As a Machine Learning Engineer on the Data Mining team, your mission is to help build the "Brain" of this engine. You will work with state-of-the-art foundation models to extract insights from Motional's driving data, working at the intersection of large-scale representation learning and data retrieval. By building smarter mining tools and efficient data pipelines, you will accelerate the model improvement lifecycle for teams working on post-training analysis, error diagnosis, and dataset curation.

What You'll Do:

  • Build and Train ML Pipelines: Develop, train, and fine-tune machine learning models for multimodal sensor data (e.g., vision, LiDAR). Focus on implementing supervised and self-supervised learning approaches to improve data search and retrieval.
  • Support Model Deployment: Implement scalable data preprocessing and augmentation pipelines. Assist in applying standard optimization techniques (e.g., batch inference, quantization) to ensure models run efficiently in production environments.
  • Data Mining & Analysis: Help develop embedding-based search tools and "active learning" workflows to identify critical driving scenarios.
  • Monitor Production Performance: Help build and maintain dashboards to monitor model health, data drift, and system performance. Identify regressions and assist in the operational support of our data mining services.
  • Learn and Apply Best Practices: Follow software engineering standards (version control, CI/CD, unit testing) for ML code. Participate in code reviews and contribute to technical documentation.
  • Collaborate Across Teams: Work closely with senior engineers and machine learning engineers to translate model prototypes into maintainable, scalable engineering solutions.

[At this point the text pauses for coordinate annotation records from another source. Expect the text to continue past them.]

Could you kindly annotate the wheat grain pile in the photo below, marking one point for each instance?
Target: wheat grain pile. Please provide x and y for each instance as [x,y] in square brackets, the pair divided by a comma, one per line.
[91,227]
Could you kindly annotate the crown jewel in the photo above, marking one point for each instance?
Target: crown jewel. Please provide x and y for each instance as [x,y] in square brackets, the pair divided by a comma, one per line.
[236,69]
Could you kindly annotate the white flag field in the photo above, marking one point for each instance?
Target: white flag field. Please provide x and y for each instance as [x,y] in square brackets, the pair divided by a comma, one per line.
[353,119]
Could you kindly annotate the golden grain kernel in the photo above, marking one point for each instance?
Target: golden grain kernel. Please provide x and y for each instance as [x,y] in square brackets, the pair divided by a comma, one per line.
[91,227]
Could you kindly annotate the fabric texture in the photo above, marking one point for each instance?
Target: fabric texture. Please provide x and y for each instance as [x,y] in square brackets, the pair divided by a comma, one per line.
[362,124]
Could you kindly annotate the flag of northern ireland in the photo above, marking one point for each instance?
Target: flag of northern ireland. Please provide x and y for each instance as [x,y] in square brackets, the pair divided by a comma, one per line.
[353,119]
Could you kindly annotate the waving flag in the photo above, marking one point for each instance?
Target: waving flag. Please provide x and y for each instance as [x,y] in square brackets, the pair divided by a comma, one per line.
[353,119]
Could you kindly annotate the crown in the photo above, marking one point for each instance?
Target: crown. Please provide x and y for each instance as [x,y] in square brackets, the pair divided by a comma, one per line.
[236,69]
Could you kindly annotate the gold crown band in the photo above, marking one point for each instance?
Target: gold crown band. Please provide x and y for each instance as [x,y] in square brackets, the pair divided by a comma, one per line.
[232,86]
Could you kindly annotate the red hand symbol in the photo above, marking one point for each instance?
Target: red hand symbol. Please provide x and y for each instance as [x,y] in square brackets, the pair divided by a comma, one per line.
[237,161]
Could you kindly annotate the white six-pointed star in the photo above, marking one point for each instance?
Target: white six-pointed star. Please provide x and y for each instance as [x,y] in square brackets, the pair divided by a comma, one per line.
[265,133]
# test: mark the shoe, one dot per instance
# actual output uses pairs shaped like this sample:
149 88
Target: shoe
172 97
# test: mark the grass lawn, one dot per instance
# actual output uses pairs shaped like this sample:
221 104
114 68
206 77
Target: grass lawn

What We're Looking For (Must-Haves):

  • BS or MS in Computer Science, Machine Learning, or a related field.
  • Hands-on experience with PyTorch (preferred) or TensorFlow/JAX. You should be comfortable training models and evaluating them using standard metrics.
  • Strong proficiency in Python with the ability to write clean, modular, and well-documented code.
  • Working knowledge of version control, unit testing, and basic software design patterns.
  • Experience working with large datasets, including proficiency in SQL and data libraries like Pandas and NumPy.
  • A solid grasp of the full ML lifecycle, from data cleaning and feature engineering to validation and deployment basics.
  • A proactive learner who thrives on constructive feedback and is eager to grow within a high-stakes engineering environment.

Bonus Points (Nice-to-Haves):

  • MS/PhD in Computer Science, Machine Learning, or related field.
  • Experience with agentic systems, autonomous reasoning, chain-of-thought models, or LLM-based planning.
  • Background in autonomous driving, robotics, or real-time decision-making systems.
  • Familiarity with multimodal learning, sensor fusion, or embodied AI.
  • Experience building active learning loops, using the model to find the data that breaks the model.
  • Experience with ML-based data mining, active learning, or contrastive learning.
  • Knowledge of model serving tools (TF Serving, Triton, TorchServe) and MLOps platforms.
  • Publication in top-tier conferences (e.g., ICCV, CVPR, ECCV)

We encourage a hybrid schedule with in-office time at one of our locations in Boston, Pittsburgh, or Las Vegas to support collaboration, or this role can be fully remote.